Still, the filming part of the movie was completed on schedule in 2014. They then spent the next four years on post-production.

“I thought, ‘Well, it’ll take a year to edit,’” Martino laughs. ” I think a year later, we’d only just started editing it because it took that long to find the right person, and then we had to wait for that person to become available.”

“You know, we didn’t have the kind of money to hire some big gun to come in,” Hauptschein elaborates. “And so a lot of it was some young guy who knew what he was doing for the most part but could only work on Saturday, you know.”

There were other various delays. Hauptschein believes there was a jinx on the movie. “Things happened,” Hauptschein says. “There were several deaths, people peripherally connected to the movie. Not the main people, but people that were related to people working on the movie. The cinematographer was in a bad motorcycle accident.”

Slowly but surely, things got done. And then, just when they finished the movie and were sending the movie out to festivals, the world shut down for COVID-19. Suddenly, all movie festivals were online, which both Martino and Hauptschein admit were not as exciting to attend as in-person festivals. But Martino also noted that the theme of the movie—people confined in a room—seemed to fit the feel of the lockdown. 

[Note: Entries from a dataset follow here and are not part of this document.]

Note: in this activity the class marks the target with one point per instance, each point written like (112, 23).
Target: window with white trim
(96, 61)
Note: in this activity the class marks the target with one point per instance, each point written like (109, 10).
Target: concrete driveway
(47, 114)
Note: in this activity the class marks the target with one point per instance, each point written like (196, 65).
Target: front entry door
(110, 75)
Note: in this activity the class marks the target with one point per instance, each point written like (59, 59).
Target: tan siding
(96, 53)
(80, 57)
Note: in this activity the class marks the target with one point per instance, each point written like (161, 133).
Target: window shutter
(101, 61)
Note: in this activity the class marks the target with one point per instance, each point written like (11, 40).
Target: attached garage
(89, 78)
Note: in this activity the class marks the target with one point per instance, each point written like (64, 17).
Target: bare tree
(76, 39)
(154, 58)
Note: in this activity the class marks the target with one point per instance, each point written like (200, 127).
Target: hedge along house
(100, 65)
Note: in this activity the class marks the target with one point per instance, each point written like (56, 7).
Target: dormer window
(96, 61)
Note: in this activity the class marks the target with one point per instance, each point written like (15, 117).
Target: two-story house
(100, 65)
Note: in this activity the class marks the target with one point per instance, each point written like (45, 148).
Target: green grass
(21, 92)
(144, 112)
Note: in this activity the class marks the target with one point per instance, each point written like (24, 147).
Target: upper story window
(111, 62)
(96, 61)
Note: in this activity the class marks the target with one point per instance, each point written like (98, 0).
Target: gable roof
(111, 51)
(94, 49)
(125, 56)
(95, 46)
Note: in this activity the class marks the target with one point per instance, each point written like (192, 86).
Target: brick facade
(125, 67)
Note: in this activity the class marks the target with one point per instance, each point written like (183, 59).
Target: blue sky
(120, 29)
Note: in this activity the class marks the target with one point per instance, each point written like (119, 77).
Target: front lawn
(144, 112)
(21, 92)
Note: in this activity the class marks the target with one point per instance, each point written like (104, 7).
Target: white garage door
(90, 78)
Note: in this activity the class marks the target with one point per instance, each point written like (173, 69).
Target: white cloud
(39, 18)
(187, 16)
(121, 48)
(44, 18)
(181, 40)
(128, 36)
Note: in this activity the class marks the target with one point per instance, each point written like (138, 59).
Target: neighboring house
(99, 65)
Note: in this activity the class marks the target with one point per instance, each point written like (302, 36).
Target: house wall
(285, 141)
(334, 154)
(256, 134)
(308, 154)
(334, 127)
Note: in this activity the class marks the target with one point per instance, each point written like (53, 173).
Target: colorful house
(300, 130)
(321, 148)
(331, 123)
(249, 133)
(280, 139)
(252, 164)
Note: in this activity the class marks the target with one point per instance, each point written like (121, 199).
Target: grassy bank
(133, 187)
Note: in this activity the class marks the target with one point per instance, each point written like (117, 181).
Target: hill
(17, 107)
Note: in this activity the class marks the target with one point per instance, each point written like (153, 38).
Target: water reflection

Now that the world is opening up again, Country of Hotels is being screened at in-person festivals.

I mention to Martino that his adventures making Country of Hotels remind me of something I had read about the difference between big-budget Hollywood movies and independent film. Big-budget Hollywood movies are built like appliances on modern, efficient, industrial assembly lines. Low-budget films are like medieval cathedrals, which took decades to build because artisans only worked part of the year on the cathedral—the rest of the time they had to tend to their crops to stay alive. But that’s OK, because you have lots and lots of time to finish the building. It doesn’t have to be done in a year.

Martino laughs ruefully. “Yeah. You’ve had plenty of time and you’re building some of your cathedral with really good stone. But also bits of Scotch tape. And then you’ve got bits of color board that you’ve cut out with scissors to make it look like stone. Yeah. I mean, it’s maddening.”